Then write the small amount of extra code to retrieve the value from the table:

      byte colorNum = 96;
      pgm_read_byte_near(tblRainbow + (colorNum *3)),
      pgm_read_byte_near(tblRainbow + (colorNum *3) +1),
      pgm_read_byte_near(tblRainbow + (colorNum *3) +2)

When I want to pull out an RGB color (for example, color number 96, directly in the middle of the rainbow) I use the following code to pull bytes 288, 289, and 290 from the 576 byte table as shown above.

I hope that gives you a practical example of how to use a lookup table with PROGMEM. If you need more specific help, PM me and I'll look over your exact usage in more detail and tailor a better example/solution for you.

I decided to take a small break and look over your code a little more and have some more specific advice for you.

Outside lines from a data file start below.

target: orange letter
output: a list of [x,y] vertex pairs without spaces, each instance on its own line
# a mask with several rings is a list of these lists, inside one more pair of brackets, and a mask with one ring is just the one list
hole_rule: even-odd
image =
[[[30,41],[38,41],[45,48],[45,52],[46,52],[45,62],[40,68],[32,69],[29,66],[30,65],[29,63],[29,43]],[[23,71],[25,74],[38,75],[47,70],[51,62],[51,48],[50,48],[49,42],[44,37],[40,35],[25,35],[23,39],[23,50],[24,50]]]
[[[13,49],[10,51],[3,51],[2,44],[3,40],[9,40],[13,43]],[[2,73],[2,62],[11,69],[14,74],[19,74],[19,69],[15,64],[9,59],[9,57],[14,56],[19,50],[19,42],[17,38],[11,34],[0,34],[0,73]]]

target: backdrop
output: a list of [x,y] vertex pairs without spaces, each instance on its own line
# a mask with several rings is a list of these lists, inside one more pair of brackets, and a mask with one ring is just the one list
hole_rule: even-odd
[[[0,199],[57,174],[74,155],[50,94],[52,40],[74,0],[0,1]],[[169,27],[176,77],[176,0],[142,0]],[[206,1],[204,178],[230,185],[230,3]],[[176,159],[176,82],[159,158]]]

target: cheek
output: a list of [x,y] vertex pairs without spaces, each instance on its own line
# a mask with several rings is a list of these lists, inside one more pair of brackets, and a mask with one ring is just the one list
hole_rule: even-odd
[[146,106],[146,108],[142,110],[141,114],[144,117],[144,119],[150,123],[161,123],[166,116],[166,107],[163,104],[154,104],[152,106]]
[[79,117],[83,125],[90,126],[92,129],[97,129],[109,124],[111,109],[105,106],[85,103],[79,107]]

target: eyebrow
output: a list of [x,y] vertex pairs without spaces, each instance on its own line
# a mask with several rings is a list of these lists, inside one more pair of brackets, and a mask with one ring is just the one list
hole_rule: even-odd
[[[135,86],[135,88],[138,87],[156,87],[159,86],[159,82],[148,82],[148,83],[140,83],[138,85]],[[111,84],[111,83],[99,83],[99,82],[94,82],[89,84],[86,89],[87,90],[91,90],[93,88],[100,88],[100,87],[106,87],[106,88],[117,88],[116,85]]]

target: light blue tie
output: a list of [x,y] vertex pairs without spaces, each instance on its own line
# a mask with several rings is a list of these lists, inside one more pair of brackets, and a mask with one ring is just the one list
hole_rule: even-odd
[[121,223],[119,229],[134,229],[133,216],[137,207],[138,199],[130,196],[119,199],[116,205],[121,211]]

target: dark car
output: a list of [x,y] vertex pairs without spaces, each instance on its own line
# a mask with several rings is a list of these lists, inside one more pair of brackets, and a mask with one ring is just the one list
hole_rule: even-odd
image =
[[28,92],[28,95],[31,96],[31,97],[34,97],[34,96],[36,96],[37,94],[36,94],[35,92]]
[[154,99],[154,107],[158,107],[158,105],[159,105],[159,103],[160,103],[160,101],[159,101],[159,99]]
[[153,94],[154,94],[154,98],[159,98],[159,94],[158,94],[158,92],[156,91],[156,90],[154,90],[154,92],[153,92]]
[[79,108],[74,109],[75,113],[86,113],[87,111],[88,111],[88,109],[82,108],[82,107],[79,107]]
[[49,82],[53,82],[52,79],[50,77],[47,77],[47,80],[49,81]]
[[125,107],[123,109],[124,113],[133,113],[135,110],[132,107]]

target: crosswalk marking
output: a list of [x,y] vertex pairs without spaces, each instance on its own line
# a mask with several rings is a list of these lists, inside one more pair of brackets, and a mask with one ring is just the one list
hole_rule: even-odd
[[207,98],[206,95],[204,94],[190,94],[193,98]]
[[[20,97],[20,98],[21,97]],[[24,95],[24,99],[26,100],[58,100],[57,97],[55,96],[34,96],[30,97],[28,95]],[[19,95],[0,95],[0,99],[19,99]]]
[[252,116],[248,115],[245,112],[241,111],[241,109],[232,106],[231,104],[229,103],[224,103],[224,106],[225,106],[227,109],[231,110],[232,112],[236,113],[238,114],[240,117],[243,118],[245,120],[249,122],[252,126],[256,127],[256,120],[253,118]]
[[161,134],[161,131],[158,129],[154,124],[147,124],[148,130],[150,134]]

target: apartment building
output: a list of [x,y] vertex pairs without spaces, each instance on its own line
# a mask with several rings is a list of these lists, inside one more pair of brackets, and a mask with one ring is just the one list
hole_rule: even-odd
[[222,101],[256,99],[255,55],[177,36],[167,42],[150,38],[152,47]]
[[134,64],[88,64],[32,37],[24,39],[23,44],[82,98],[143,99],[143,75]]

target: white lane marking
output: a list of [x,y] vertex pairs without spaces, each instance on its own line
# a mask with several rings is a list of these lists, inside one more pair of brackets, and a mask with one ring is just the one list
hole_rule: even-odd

First, absolutely implement the PROGMEM example I gave above for your hydrograph tables. It will free up 328 bytes, or 20%, of your SRAM right off the top. This might be enough for you right now but if you want to understand a little more or further optimize there's more you can do.

Second, you should also know that each of your literal strings also eats 1 byte of RAM for each character. For example,. the hydrograph names ("8m flashy", "17m triangle", etc) can also be placed in PROGMEM and will free up 67 bytes on their own. You also use 1 byte of SRAM for each character that's only used in a single Serial.print() or lcd.print() including spaces also. For example, Serial.print(" pwmCal ") eats 11 bytes. Hunt down these and either eliminate, shorten, or move to PROGMEM.

Additionally it looks like static uint8_t Qvals[256] can also be moved to PROGMEM as it's read-only and essentially a lookup table as well. Is that correct? If so you're well on your way to cutting your application's SRAM usage by 50% if you can move this as well.

Last thing of mention is that you only want to store things in PROGMEM that are read-only. Writing to flash does have a limited number of times it can be reliably performed (1,000 writes to any given address on the ATMega family I believe) so keep that in mind before you optimize too deeply. Reads are unlimited.